From the ‘Days of Glory’ to ‘The Battle of Algiers’

A plenty of movies bank on their sequels and series; some succeed and others fail terribly. A few popular and most-watched sequels include the James Bond series (1962–2012), the eight Harry Potters (2001–2011), the Pirates of the Caribbeans (2003–2011), the Star Wars (1977–2008), the trilogy of Godfather (1972–1990) and the Bourne series (2004–2012) and so on.

But there are also movies that are distance apart in every shot, yet they follow a sequence. In nonfictional art is there more of it — as in art imitating life and life, art. There are countless movies, to take an example, based on the World Wars and the Holocaust, that have rock the box office. And we can safely say, despite the movies galore none has been in favour of Nazism. Rightly so.

Source: iMDB
ROLLING, CAMERA AND ACTION
Consider this. There are two movies on Algeria, thematically different but which follow a chronology. The Days of Glory aka Indigènes aka the Natives (2006) is one of the WWII movies, based on the racial discrimination of the North Africans by the arrogant French imperialists. A similar movie, The Battle of Algiers (1966) — which shows elaborately the liberation movement of this North African country against France — is not based on the WWII; rather it is the actual historical sequence of the country after the Days of Glory.

I watched recently The Battle of Algiers, and then the Days of Glory. However, if a sequence is to be made of them, the Days of Glory should come first in the order, if not for the last short scene that depicts the life of a soldier six decades after the war. Both of these movies narrate the Algerians’ triumph and misfortunes, from the 1940s to the early part of the 1960s, its social revolution, its colonial nightmares and legacies plus the ironies of being an occupied country. In a way, the Algerian history goes from the ironical Days of Glory to the triumphant The Battle of Algiers; and the wars seemingly never ended in mid-20th century.

Source: iMDB
MAKE MOVIES NOT WAR
At the end of the Days of Glory there is an inter-title showing that the Algerian soldiers have been deprived of their pension since 1952 because they are not a part of France now.

The Algerians were fighting in a war, sacrificing their lives to protect the fatherland that had occupied them; and what they get in return was forced amnesia. That’s quite an irony. There are also several instances of injustice and inequality shown in this movie between the white French soldiers and the North African Muslim soldiers.

There’s a scene when two of the Algerian armymen in the Free French Forces chitchatting, one of them whispering that he can go home after the war, with money for his brother’s marriage. An unlikely attitude it is for the men in uniform who have an impeccable record for patriotism. A couple of the most hard-hitting moments are in the concluding parts: first, when a surviving African Corporal is snubbed by a white colonel, categorically ignored and is asked to avail himself in another white NCO when he said all of his men have been killed; and secondly, a cameramen was filming only the white people in a villager, where there had been a heavy gunfight with their common enemy, the Germans, and the corporal's men were killed.

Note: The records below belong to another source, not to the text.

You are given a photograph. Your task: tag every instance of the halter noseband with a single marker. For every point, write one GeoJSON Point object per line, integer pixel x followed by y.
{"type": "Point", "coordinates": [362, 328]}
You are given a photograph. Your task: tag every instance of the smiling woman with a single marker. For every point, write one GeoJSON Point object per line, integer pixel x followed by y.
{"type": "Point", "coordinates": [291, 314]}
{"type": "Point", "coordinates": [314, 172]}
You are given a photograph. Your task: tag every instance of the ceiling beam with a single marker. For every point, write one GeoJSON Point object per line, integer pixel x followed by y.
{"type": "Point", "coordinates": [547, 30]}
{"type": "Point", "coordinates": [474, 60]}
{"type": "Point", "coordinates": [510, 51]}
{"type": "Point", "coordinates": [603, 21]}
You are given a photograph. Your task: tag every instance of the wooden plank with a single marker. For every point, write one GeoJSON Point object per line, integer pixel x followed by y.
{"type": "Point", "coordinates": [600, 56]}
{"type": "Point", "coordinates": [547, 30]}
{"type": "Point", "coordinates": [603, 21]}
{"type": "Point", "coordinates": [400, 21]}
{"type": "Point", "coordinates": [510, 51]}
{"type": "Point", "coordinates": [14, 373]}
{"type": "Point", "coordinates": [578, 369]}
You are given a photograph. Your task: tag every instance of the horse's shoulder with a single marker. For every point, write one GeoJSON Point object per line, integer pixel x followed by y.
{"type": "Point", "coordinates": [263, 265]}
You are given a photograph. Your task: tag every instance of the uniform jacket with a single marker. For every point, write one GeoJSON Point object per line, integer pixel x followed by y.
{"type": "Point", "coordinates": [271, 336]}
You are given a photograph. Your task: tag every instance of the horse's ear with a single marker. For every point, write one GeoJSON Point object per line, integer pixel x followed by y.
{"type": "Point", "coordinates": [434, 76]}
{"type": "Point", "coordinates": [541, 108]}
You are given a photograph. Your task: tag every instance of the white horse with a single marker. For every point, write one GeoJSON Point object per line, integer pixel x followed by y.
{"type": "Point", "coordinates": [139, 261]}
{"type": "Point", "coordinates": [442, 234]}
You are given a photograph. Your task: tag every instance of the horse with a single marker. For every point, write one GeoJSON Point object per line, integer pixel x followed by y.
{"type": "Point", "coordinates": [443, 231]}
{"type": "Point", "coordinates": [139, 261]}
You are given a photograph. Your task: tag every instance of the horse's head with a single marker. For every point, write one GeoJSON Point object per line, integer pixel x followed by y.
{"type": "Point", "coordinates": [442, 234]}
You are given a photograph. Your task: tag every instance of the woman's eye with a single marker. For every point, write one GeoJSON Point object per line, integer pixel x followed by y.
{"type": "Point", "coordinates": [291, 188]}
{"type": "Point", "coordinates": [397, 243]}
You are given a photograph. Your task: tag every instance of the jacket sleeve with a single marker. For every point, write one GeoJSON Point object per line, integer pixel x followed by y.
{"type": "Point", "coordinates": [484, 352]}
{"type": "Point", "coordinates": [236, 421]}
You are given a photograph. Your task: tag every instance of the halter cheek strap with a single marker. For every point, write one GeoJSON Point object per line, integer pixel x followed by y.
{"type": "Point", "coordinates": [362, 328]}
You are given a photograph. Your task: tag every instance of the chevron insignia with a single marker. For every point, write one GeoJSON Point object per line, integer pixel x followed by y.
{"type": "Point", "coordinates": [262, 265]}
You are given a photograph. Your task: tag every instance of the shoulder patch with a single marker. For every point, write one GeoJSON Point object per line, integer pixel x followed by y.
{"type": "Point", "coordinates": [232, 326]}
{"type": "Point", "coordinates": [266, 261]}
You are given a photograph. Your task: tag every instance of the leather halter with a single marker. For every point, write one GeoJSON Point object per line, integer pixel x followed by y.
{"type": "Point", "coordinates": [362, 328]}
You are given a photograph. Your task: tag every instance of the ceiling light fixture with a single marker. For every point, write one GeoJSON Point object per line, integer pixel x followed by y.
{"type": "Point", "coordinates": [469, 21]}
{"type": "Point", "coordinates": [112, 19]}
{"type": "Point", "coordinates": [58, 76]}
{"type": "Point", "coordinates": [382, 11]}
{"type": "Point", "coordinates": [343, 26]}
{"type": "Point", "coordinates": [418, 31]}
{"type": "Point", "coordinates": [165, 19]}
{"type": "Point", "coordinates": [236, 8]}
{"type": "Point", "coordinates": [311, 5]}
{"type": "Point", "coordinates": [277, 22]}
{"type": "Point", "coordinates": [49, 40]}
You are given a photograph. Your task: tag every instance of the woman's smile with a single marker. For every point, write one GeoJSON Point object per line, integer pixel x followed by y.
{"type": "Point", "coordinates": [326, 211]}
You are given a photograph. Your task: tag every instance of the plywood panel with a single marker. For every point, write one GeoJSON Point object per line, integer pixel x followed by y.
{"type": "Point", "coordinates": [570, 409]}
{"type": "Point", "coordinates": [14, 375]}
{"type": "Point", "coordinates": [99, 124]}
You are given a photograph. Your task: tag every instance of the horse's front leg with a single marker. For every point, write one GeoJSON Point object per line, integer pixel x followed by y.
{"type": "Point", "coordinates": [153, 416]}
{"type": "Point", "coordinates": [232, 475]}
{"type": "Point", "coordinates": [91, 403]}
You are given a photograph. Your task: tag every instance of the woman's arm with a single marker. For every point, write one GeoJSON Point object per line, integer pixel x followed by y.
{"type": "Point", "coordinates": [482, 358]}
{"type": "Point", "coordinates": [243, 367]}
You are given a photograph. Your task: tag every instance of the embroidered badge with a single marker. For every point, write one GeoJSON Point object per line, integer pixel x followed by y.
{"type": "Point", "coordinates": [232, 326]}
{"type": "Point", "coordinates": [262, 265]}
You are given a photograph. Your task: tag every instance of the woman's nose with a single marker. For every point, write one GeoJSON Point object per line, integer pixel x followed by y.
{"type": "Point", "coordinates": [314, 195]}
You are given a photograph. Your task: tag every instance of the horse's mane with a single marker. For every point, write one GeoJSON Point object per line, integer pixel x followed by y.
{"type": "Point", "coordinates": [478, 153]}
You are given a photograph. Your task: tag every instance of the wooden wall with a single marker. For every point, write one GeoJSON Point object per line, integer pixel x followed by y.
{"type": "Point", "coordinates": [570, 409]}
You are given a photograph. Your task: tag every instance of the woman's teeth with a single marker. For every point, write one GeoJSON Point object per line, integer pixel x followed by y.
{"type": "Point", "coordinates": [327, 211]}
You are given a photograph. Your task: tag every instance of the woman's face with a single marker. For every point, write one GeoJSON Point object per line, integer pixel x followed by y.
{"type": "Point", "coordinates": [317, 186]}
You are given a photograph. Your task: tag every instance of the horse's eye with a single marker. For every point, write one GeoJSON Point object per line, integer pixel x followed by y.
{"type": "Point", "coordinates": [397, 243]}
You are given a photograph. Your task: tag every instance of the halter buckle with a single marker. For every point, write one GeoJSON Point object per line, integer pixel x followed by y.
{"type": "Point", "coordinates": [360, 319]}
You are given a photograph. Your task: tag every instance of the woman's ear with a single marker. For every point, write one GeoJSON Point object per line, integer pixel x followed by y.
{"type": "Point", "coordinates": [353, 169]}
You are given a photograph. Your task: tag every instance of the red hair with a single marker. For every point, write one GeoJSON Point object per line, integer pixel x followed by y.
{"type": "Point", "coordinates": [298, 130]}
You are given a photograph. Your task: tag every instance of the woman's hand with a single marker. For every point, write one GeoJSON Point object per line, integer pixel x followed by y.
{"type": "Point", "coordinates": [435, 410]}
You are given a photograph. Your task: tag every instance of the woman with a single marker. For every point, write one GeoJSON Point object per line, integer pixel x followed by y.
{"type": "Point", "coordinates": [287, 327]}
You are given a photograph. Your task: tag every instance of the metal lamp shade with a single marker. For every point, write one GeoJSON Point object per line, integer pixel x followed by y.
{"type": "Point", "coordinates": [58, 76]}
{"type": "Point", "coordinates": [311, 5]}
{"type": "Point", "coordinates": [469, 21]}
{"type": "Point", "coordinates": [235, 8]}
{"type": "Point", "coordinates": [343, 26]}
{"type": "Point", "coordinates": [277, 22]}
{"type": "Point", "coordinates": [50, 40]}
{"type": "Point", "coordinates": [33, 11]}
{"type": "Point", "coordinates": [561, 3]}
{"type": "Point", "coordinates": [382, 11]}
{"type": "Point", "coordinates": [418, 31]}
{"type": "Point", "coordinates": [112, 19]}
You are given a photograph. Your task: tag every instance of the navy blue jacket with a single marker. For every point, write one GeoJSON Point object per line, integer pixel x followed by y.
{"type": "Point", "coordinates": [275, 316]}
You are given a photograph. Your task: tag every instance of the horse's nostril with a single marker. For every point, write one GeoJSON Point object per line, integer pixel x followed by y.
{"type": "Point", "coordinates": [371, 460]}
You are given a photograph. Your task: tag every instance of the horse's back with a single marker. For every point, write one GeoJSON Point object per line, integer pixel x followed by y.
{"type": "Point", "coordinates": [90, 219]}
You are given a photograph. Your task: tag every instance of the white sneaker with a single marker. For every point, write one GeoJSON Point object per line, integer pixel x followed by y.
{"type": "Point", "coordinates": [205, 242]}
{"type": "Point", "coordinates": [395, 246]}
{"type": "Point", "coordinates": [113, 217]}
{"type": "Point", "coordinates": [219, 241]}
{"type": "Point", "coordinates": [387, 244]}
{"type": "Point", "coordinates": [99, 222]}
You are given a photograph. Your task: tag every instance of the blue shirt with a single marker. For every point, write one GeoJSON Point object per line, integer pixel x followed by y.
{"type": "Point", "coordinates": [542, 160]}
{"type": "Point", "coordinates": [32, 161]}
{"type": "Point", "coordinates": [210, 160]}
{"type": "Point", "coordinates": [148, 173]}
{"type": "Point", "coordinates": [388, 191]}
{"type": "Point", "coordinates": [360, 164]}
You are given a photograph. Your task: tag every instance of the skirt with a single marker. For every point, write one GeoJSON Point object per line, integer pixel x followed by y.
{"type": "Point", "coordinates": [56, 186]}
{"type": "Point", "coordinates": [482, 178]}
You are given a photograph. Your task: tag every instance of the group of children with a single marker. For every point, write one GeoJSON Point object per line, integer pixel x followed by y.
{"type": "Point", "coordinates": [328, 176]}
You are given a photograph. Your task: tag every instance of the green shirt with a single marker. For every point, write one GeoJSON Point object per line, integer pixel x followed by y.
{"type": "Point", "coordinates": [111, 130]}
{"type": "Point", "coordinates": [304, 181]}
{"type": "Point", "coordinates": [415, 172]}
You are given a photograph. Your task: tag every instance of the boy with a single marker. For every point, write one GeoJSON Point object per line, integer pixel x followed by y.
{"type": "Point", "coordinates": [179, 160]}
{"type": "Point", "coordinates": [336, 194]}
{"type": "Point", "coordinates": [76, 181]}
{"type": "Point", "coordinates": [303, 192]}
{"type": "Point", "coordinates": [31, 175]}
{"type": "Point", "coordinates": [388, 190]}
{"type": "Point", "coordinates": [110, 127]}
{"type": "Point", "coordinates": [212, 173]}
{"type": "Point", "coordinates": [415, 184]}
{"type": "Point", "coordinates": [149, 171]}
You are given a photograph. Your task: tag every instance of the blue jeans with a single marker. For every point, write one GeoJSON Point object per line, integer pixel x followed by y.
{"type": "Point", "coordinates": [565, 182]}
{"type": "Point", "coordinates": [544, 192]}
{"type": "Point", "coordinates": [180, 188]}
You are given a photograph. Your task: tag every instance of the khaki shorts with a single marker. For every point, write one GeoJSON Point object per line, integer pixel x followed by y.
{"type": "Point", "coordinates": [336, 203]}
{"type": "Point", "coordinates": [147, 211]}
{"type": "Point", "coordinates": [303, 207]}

Source: Anonymous ART of Revolution
War is, in any case, a profitable business and nationalism a mere commodity. The greatest beneficiaries of global-scale wars have always been the multinational corporations as is evident in the great American terror of democracy; for example, in their Operation Iraq Liberation in our time.

The Battle of Algiers is a fine movie, which portrays very realistically, the urban guerilla warfare of the natives against the French colonialists during the early years of the Algerian War of Independence (in the 1950s). The fact that it was banned in France for almost a decade shows how in terms of its political incorrectness the movie is made of.

A decade earlier, the Algerians were proudly in the French shoes; and then, they had to fight against the colonialists for self-determination. In this movie, the Algerian National Liberation Front (FLN) made a classic do-or-die effort, even if they were no match for the well-equipped, overwhelming French forces. Despite the overt sympathy for the guerillas, the movie also shows an impartial perspective, portraying their unacceptable actions in killing the civilians, or simply, the negation of using violent means for their political ends. For that matter, the civilian are always at the receiving end, caught between the sea and the devil; on the left and the top are the French soldiers and the guerillas on their right and the bottom.

DÉNOUEMENT
There are countless WWII movies made in Holywood and other European countries. But pity that we have not been able to create, from our native place, a single world-class flick — a sequel or not; despite the fact that the battles in Imphal and Kohima, during the WWII, was a watershed in the world history. Well the reasons are not hard to seek in a conflict-ridden, undeveloped region located in a third world country. This is our tragedy. We have seen people going to the moon, creating the most sophisticated supercomputers, and all those artificial and scientific wonders. And us, we are lost in territorial pissing, fighting and killing for land and history, while the best thing we do is to join the exodus to fairer worlds. And watch good movies. And surrender like the Nazis.

Postscript 
Everything is not bleak, though. A production house in Manipur is presently shooting a film (Read: My Japanese Niece) based on the WWII, and an actress from the land of the rising sun is in the lead role.